But, Netanyahu chooses to act irresponsibly and handicap Gallant, poking at him until he gets the demeaning apology he wants. The two met for several long security briefings, which the prime minister admitted to on Monday. "We have been operating beyond our borders against regimes that support terror and are plotting our demise," Netanyahu said.
The prime minister was likely referring to the consecutive attacks in Syria attributed to Israel, which took a toll on both the Iranian Quds Force and Hezbollah. The funerals of the Iranian officers who were killed during these attacks took place on Monday, and demands for revenge could be heard.
Those calls have already been translated into action. On Sunday, a Syrian drone was sent into Israel. The IDF observed it for some time before deciding to shoot it down using electronic warfare systems rather than a missile. The IDF then confirmed that it was apparently, made by Iran. On Monday morning, another drone coming in from Gaza was shot down. Meanwhile, operations in the West Bank continue. Troops arrested two terror suspects and killed another two in Nablus on Monday. All fronts seem to be at a breaking point.
Gallant said that the threats against Israel can all be traced back to Iran, with its tentacles reaching Gaza, Syria, Lebanon, and the West Bank, and is even trying to recruit citizens inside Israel. He also said that "there were efforts to harm us from new places, not seen in the last years," without providing further detail.
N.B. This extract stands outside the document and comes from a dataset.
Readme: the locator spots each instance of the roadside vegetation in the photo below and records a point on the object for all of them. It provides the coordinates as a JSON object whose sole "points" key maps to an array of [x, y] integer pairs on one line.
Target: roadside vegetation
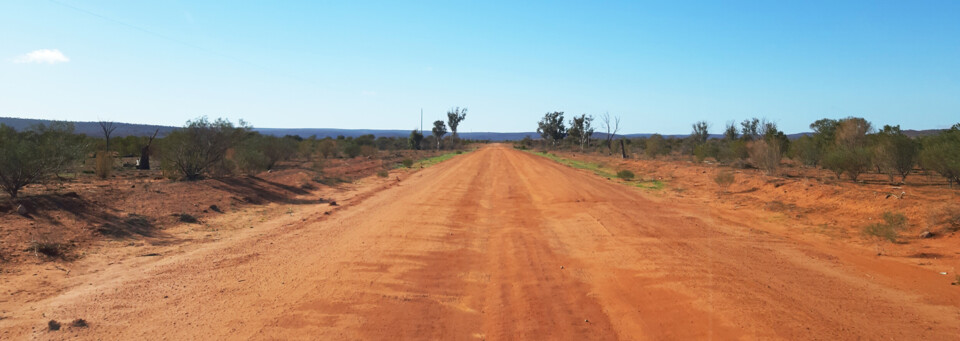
{"points": [[850, 157], [59, 186], [847, 148]]}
An internal crisis is also plaguing the IDF airforce amid the judicial overhaul. On Monday, Netanyahu embraced the remarks made by Chief of the Airforce Tomer Bar, who said any pilot who avoids reserve service in opposition to the government would be relieved from duty from that point on. "The statement was clear and applies not only to the airforce but to all sectors of the IDF," said Netanyahu. "Israel cannot exist without its defensive power, and the IDF cannot exist without a clear and mighty military hierarchy," he added. Until now, the Airforce avoided conflict with the protesting pilots.